For a moment longer the Vicomte hesitated, then with a slight shrug
of the shoulders directed against the extraordinary code of honour
prevailing in this fog-ridden island, he said with becoming dignity,—

"Ah, well! if Monsieur is satisfied, I have no griefs. You mi'lor', are
our protector. If I have done wrong, I withdraw myself."

"Aye, do!" rejoined Blakeney, with a long sigh of satisfaction,
"withdraw yourself over there. Demmed excitable little puppy," he added
under his breath, "Faith, Ffoulkes, if that's a specimen of the goods
you and your friends bring over from France, my advice to you is, drop
'em 'mid Channel, my friend, or I shall have to see old Pitt about it,
get him to clap on a prohibitive tariff, and put you in the stocks an
you smuggle."

"La, Sir Percy, your chivalry misguides you," said Marguerite,
coquettishly, "you forget that you yourself have imported one bundle of
goods from France."

Blakeney slowly rose to his feet, and, making a deep and elaborate bow
before his wife, he said with consummate gallantry,—

"I had the pick of the market, Madame, and my taste is unerring."

"More so than your chivalry, I fear," she retorted sarcastically.

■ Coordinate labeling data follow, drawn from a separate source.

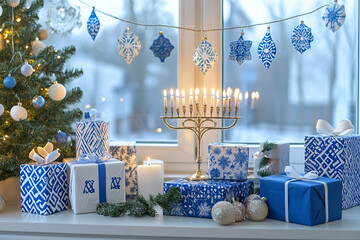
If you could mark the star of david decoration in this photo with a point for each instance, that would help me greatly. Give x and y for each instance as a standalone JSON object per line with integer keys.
{"x": 267, "y": 49}
{"x": 240, "y": 50}
{"x": 301, "y": 37}
{"x": 334, "y": 16}
{"x": 128, "y": 45}
{"x": 205, "y": 56}
{"x": 162, "y": 47}
{"x": 93, "y": 25}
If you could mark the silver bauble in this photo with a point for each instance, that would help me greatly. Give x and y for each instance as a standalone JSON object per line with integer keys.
{"x": 223, "y": 213}
{"x": 257, "y": 210}
{"x": 240, "y": 211}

"Odd's life, m'dear! be reasonable! Do you think I am going to allow my
body to be made a pincushion of, by every little frog-eater who don't
like the shape of your nose?"

"Lud, Sir Percy!" laughed Lady Blakeney as she bobbed him a quaint and
pretty curtsey, "you need not be afraid! 'Tis not the MEN who dislike
the shape of my nose."

"Afraid be demmed! Do you impugn my bravery, Madame? I don't patronise
the ring for nothing, do I, Tony? I've put up the fists with Red Sam
before now, and—and he didn't get it all his own way either—"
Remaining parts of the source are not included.